Concevoir un microscope idéal pour visualiser les interactions entre des régions cérébrales éloignées peut donner l’impression de boucher des trous dans un navire en train de couler. Dans l’intérêt de la haute résolution, les scientifiques doivent souvent sacrifier l’échelle ou effectuer un zoom arrière pour prendre en compte la plus grande structure, au détriment de la résolution. Cela peut être surmonté en prenant séparément une série d’images haute résolution provenant de coins éloignés du cerveau, puis en les assemblant plus tard. Mais alors la vitesse devient un problème.

“Nous devons capturer de nombreux neurones dans des parties éloignées du cerveau en même temps à haute résolution”, explique Vaziri. “Ces paramètres s’excluent presque mutuellement.”

Une résolution innovante

La microscopie à billes lumineuses offre une solution créative et repousse les limites de la vitesse d’imagerie à ce qu’il est possible d’obtenir au maximum – uniquement limitée par la nature physique de la fluorescence elle-même. Cela se fait en éliminant le « temps mort » entre les impulsions laser séquentielles lorsqu’aucune neuroactivité n’est enregistrée et en même temps le besoin de balayage.

La technique consiste à diviser une impulsion forte en 30 sous-impulsions plus petites – chacune à une force différente – qui plongent dans 30 profondeurs différentes de cerveau de souris de diffusion mais induisent la même quantité de fluorescence à chaque profondeur. Ceci est accompli avec une cavité de miroirs qui échelonne le déclenchement de chaque impulsion dans le temps et garantit qu’ils peuvent tous atteindre leurs profondeurs cibles via une seule lentille de focalisation du microscope. Avec cette approche, la seule limite à la vitesse à laquelle les échantillons peuvent être enregistrés est le temps qu’il faut aux balises fluorescentes pour s’évaser. Cela signifie que de larges pans du cerveau peuvent être enregistrés dans le même temps qu’il faudrait un microscope conventionnel à deux photons pour capturer une simple poignée de cellules cérébrales.

Vaziri et ses collègues ont ensuite mis la microscopie à billes lumineuses à l’épreuve en l’intégrant dans une plate-forme de microscopie qui permet un accès optique à un grand volume cérébral permettant l’enregistrement de l’activité de plus d’un million de neurones à travers l’ensemble du cortex du cerveau de la souris pour le première fois.

Parce que la méthode de Vaziri est une innovation qui s’appuie sur la microscopie à deux photons, de nombreux laboratoires ont déjà ou peuvent obtenir commercialement les technologies nécessaires pour effectuer la microscopie à billes lumineuses, comme décrit dans l’article. Les laboratoires moins familiarisés avec ces techniques pourraient bénéficier d’un module simplifié et autonome que Vaziri développe actuellement pour une utilisation plus large. « Il n’y a aucune bonne raison pour que nous ne l’ayons pas fait il y a cinq ans », dit-il. « Cela aurait été possible, le microscope et la technologie laser existaient. Personne n’y a pensé. »
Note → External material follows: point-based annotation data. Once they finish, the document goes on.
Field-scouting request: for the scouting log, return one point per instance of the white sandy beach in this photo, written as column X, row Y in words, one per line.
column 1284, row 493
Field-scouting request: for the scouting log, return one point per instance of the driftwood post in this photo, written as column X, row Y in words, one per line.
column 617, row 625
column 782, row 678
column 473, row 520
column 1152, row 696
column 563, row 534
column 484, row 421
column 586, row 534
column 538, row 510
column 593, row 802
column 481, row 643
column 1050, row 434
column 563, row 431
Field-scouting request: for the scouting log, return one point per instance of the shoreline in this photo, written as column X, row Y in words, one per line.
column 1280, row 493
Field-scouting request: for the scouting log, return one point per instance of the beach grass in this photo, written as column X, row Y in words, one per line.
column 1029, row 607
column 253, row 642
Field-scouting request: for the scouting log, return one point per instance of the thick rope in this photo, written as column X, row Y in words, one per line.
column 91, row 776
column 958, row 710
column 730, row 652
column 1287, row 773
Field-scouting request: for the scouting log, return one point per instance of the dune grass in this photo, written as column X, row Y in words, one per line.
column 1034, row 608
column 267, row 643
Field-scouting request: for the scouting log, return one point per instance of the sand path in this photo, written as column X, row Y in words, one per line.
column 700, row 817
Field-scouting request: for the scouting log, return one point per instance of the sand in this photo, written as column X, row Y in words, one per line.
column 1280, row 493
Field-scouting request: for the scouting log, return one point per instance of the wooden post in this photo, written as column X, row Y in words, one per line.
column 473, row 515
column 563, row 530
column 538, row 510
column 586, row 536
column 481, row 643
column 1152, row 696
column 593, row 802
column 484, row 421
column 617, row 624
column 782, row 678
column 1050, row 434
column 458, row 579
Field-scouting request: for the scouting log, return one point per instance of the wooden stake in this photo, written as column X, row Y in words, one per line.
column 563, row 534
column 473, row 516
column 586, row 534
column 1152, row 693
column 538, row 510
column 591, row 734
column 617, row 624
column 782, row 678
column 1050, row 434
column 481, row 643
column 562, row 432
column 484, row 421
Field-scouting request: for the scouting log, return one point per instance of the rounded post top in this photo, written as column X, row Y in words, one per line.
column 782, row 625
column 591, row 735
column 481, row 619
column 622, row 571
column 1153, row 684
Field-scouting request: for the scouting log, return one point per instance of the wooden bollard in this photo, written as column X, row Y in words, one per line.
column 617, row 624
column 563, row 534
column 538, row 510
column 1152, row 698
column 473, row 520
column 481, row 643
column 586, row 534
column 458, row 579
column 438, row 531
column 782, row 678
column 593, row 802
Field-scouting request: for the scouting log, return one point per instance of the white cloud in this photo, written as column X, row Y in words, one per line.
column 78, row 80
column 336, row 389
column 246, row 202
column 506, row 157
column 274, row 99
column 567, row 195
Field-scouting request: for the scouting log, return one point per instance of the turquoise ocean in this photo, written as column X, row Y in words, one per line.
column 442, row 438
À terme, l’objectif est de compléter plutôt que de remplacer les techniques actuelles. “Il y a des questions neurobiologiques pour lesquelles le microscope à deux photons standard est suffisant”, explique Vaziri. “Mais la microscopie à billes lumineuses nous permet de répondre à des questions que les méthodes existantes ne peuvent pas.”

Référence : « Enregistrement volumétrique à grande vitesse et à l’échelle du cortex de la neuroactivité à la résolution cellulaire en utilisant la microscopie à billes lumineuses » par Jeffrey Demas, Jason Manley, Frank Tejera, Kevin Barber, Hyewon Kim, Francisca Martínez Traub, Brandon Chen et Alipasha Vaziri, 30 août 2021, Méthodes naturelles.